Викуша молчит. Мнения позади разделяются: одни считают, что ответить надо, другие – что нет. Аудиторию потихоньку заполняет щебет девичьей массы. Оля демонстративно прислушивается к Велесову, склонив голову набок и выставив вперед миниатюрное ушко.

Тот же, взглянув на часы, торопливо сообщает, что “формы глаголов настоящего времени образовывались в древнерусском языке от основ настоящего времени с помощью личных окончаний”. На доске под мягкое шуршание мела появляются словоформы:

Глаголати – Глаголе – Глаголеши – Глаголет

Плакати – Плаче – Плачеши – Плачет

Хотети – Хоче – Хочеши – Хочет

Девочки, утихомирившись, перерисовывают буквы с доски.

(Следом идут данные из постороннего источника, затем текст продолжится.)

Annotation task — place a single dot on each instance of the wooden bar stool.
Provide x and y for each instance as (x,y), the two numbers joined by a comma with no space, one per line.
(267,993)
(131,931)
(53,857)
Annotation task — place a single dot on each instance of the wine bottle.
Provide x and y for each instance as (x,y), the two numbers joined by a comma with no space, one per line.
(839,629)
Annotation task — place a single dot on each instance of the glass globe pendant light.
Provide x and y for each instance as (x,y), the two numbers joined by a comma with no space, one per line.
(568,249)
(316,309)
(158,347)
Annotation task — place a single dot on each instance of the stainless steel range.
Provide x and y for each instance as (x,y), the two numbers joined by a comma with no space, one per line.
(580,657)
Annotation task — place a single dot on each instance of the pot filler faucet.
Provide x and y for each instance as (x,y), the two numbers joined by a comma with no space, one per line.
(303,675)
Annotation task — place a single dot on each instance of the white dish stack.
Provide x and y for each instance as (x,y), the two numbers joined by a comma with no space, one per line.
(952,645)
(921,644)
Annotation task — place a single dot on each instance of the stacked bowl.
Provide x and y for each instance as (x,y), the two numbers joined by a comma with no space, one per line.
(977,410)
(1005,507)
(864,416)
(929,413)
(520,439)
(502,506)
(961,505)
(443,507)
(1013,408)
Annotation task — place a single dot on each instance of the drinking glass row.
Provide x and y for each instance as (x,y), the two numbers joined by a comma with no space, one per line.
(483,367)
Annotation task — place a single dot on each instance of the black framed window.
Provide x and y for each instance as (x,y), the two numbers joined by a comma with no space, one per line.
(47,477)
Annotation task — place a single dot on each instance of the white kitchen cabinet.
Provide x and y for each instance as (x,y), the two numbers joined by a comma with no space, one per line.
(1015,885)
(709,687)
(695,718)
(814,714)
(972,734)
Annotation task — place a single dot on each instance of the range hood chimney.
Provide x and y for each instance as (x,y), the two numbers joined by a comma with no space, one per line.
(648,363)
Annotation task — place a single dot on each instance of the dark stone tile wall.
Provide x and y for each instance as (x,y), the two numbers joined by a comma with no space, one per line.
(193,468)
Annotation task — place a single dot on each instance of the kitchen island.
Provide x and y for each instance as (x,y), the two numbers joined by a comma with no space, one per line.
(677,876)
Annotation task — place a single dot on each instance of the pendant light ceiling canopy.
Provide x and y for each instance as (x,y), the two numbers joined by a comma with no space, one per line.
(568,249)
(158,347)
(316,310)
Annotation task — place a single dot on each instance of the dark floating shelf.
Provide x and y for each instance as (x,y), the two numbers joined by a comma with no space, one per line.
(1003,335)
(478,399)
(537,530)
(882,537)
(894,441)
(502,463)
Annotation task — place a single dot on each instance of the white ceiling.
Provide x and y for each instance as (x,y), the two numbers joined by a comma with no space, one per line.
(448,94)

Стоит мне на короткий миг прикрыть глаза, как в ухо, копируя округлый певучий говор лектора, раздается шепот:

– Хочеши мя, Иван?

Я пытаюсь сказать решительно “нет”, но губы как будто слиплись.

– Хочеши мя?

Не дождавшись ответа, снизу на бедро мне ложится ладонь и без прелюдий шершаво скользит выше. Когда ей удается совладать с “молнией”, я вздрагиваю от ледяного прикосновения, но скоро сам подаюсь навстречу ласкам.

Уже почти на пределе я открываю глаза и, глядя на руку ублажательницы, покрытую черным струпьями и сочащуюся сукровицей, содрогаюсь от омерзения. Поняв на ощупь, что продолжать бесполезно, она сползает вниз, напоследок нежно проведя вдоль по коже коричневыми ноготками.